We recently switched from iscsi to NPIV on our virtual (VMWare) Exchange 2003 Server. Everything works perfect so far, except that the RDM's created by Snapdrive are physical. This is a problem since it's not possible to vmotion a vm with physical RDM's. We are running 2 ESX Vsphere servers in a cluster. One is hosting the Exchange 2003 VM. I need to reboot this ESX, but I can't because it can't vmotion the Exchange vm because of the physical RDM.
Ok, I checked and one of the ESX hosts can't see the 2 luns that are connected to the Exchange vm. I wonder how I can get this working, because looking at filerview, I can see that snapdrive has automatically created an initiator group for the Exchange VM:
Ironically, I find it frustrating that this standard isn't used on all platforms.

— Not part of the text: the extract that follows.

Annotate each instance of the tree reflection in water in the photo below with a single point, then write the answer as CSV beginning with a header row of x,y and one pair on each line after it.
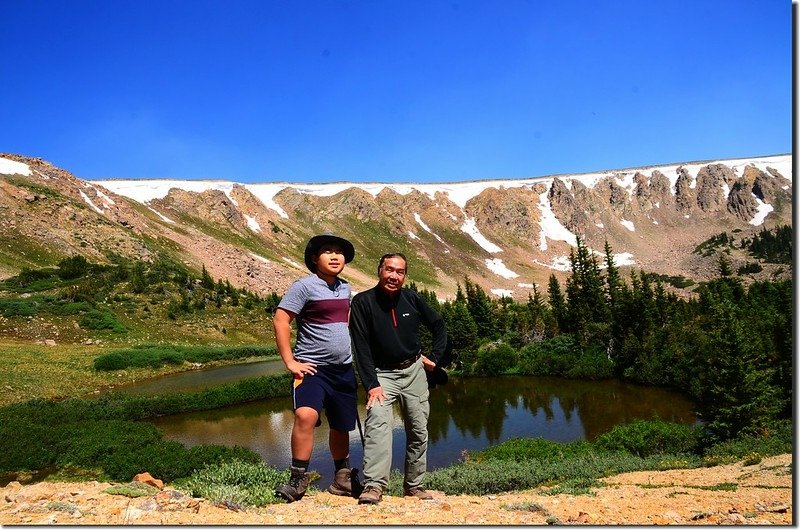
x,y
466,414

We are in the process of converting our SQL cluster into using one igroup per node. Aparently, the Microsoft team didn't check with the VMware team on making best practices consistant. Grrr...

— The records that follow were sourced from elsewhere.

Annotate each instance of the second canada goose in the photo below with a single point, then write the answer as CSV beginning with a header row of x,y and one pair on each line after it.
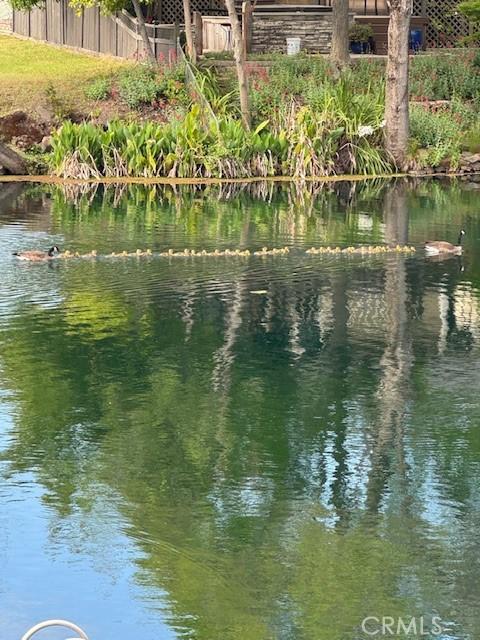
x,y
436,247
38,256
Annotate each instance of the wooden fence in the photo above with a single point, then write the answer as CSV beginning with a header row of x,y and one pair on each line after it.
x,y
117,35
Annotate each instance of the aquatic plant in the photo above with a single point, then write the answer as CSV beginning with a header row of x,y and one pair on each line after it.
x,y
343,136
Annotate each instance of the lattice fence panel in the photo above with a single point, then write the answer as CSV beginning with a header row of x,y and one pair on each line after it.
x,y
445,24
172,10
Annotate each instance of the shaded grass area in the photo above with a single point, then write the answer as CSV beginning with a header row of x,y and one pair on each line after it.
x,y
28,68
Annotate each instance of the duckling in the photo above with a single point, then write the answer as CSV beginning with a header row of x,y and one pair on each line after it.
x,y
38,256
433,248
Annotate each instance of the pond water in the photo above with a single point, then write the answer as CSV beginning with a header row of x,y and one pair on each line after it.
x,y
182,457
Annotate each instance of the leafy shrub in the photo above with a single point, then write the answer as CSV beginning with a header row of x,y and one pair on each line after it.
x,y
360,32
138,86
442,76
344,135
143,85
438,133
471,139
99,89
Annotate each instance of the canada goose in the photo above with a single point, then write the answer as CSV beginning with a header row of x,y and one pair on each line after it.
x,y
436,247
37,256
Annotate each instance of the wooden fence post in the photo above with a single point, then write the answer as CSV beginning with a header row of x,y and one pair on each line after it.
x,y
247,25
198,24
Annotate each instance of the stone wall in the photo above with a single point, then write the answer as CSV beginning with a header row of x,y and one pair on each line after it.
x,y
270,30
6,16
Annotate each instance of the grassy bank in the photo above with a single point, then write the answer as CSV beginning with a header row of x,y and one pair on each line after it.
x,y
28,69
138,121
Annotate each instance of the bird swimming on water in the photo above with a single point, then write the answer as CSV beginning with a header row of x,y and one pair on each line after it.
x,y
436,247
38,256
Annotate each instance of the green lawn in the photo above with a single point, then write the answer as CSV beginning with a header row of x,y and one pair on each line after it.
x,y
27,68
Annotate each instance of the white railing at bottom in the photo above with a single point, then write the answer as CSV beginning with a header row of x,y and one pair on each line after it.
x,y
56,623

I checked the doc on page 109 and yes it makes sense to make an igroup for each ESX cluster.
We have an igroup for each ESX server, this is not really a problem as long as we assign the sam LUN ID to the luns. The thing I don't understand is how
can the ESX server that is currently hosting the VM see the luns while the other ESX can't?
I checked zoning and there is nothing that would keep the ESX from seeing it. Ok, so I checked the lun mappings in filer view and it is only mapped to the WWN generated by ESX for the VM. There is no initiator group added to this LUN for neither ESX host. I guess by adding both ESX servers this breaks NPIV?

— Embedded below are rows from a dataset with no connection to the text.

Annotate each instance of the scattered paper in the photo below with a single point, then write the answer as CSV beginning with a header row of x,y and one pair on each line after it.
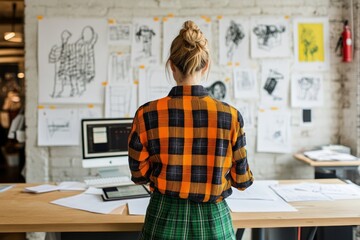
x,y
91,203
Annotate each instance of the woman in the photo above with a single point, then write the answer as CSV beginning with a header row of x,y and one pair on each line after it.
x,y
191,148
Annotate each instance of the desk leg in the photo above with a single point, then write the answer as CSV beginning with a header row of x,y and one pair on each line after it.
x,y
239,233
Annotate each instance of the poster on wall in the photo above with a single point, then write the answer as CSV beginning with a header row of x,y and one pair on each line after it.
x,y
311,43
72,60
307,90
233,41
58,127
274,88
172,27
145,47
245,83
153,84
270,37
119,69
274,131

Ok, the problem is now solved. To me it seems that SnapDrive can't really do NPIV without manually creating the correct igroups before. When I installed SnapDrive it only created 2 igroups with the ESX WWPN on the filer. I would have expected it to create the igroups with the WWPN of the V-PORT that was generated when activating NPIV for the VM. This was not the case. Since the LUN's where now mapped to only the WWPNs of one of the ESX hosts in the cluster, it could not be taken over by the other ESX. I have now manually created the igroup with all the WWPN's of the ESX and the generated V-PORT WWPNs of the VM. I mapped the igroup to the luns and powered on my virtual machine again.
From the filer console I can now see that the V-PORT initiators are logged in:
GEDACV2_NPIV (FCP): OS Type: vmware Member: 21:01:00:1b:32:ba:90:29 (logged in on: vtic, 0d) Member: 21:00:00:1b:32:9a:90:29 (logged in on: vtic, 0c) Member: 21:01:00:1b:32:ba:42:de (logged in on: vtic, 0d) Member: 21:00:00:1b:32:9a:42:de (logged in on: 0c, vtic) Member: 28:37:00:0c:29:00:00:19 (not logged in) Member: 28:37:00:0c:29:00:00:18 (not logged in) Member: 28:37:00:0c:29:00:00:17 (logged in on: vtic, 0c) Member: 28:37:00:0c:29:00:00:16 (logged in on: vtic, 0d) Member: 28:37:00:0c:29:00:00:15 (not logged in) ALUA: Yes
I'm not sure if the OS type is correct but SnapDrive used the same type when automatically creating the initiators.
yes it's really really hard to find any good documentation on how to setup NPIV. The best documents I found were from brocade or Qlogic. There is nothing in the SnapDrive documentation regarding this. Even in the TR-3740 (Netapp VMWare Best Practices) there is nothing mentioned about NPIV. I'm really disappointed about this.
I'm still not a 100% sure if it is really using NPIV now. Because in SnapDrive it still only shows the WWPN's of the ESX HBA and not the virtual N-PORT WWPN's of the VM.